Issus des secteurs de la santé animale, de la santé humaine et de l’environnement, ces acteurs se sont attelés à identifier de manière consensuelle les maladies zoonotiques qui sont les plus préoccupantes au Togo. L’enjeu est de définir des priorités claires pour mieux orienter les ressources, renforcer la surveillance, améliorer les laboratoires et préparer le pays à répondre rapidement aux urgences sanitaires.
À l’issue des travaux, une liste des maladies zoonotiques prioritaires a été dressée, accompagnée de recommandations et de plans d’action multisectoriels.
La démarche, soutenue par l’Organisation des nations unies pour l’alimentation et l’agriculture (FAO), s’inscrit dans le cadre du projet d’appui au renforcement de la préparation et de la réponse aux urgences sanitaires au Togo (PREPRUS-Togo), financé par le Fonds de lutte contre les pandémies, les Centers for Disease Controlol and Prevention Africa (CDC) et l’Organisation mondiale de la Santé (OMS).

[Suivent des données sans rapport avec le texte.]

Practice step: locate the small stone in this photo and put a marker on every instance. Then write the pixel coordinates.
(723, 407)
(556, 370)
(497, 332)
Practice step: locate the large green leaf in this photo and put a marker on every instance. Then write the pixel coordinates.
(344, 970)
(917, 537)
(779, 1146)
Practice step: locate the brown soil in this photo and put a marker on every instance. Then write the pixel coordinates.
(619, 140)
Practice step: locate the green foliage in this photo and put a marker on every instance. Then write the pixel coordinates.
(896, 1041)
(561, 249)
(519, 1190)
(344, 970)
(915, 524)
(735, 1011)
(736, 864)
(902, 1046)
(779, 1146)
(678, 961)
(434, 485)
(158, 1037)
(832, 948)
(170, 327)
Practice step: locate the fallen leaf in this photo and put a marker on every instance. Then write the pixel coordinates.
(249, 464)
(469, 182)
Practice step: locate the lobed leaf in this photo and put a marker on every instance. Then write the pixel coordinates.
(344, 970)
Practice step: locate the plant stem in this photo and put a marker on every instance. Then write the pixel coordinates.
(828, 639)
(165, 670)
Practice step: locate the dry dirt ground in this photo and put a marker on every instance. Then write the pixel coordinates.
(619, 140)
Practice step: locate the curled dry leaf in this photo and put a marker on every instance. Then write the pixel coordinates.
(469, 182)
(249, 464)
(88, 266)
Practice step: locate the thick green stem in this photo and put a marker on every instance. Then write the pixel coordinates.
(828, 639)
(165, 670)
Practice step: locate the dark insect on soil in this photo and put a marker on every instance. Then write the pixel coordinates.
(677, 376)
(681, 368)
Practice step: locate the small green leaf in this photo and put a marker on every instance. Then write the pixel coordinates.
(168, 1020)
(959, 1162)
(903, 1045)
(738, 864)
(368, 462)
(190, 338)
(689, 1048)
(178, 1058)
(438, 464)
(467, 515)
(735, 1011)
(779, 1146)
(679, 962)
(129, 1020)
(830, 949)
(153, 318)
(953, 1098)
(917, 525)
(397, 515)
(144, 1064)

« Aujourd’hui, il n’y a plus de différence entre l’habitat de l’homme et celui des animaux. Nous partageons les mêmes espaces et donc les mêmes maladies. Il est temps que nous nous mettions ensemble pour penser la santé de façon globale », a souligné le préfet de Kloto, Assan Koku Bertin.
L’approche « Une seule santé » s’articule autour du principe selon lequel la santé humaine, la santé animale et la santé végétale sont interdépendantes et liées à celle des écosystèmes dans lesquels elles existent. Elle permet de coordonner les efforts multisectoriels de prévention, de préparation et de réponse aux maladies zoonotiques telles que la rage, l’influenza aviaire ou encore les fièvres hémorragiques virales comme Ebola.

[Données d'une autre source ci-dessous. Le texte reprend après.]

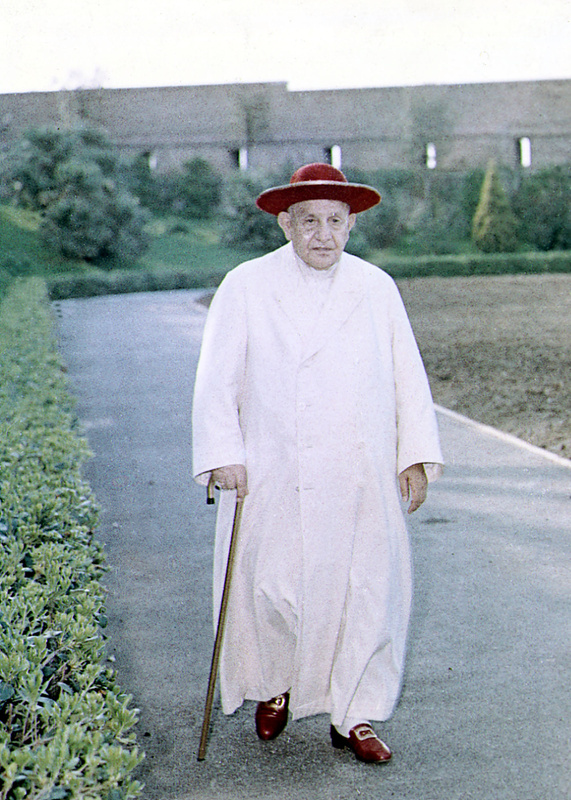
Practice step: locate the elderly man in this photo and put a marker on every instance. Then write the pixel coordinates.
(312, 404)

Selon l’OMS, le changement climatique ou l’évolution de l’utilisation des sols, les pratiques agricoles non durables, la mondialisation et le commerce des animaux sauvages donnent aux agents pathogènes de multiples possibilités d’évoluer sous de nouvelles formes, ce qui augmente la fréquence et l’intensité des événements de transmission des animaux aux humains. Il est aussi noté que certaines maladies peuvent également être transmises des humains à l’animal et avoir des répercussions considérables sur la santé des animaux, domestiques ou sauvages.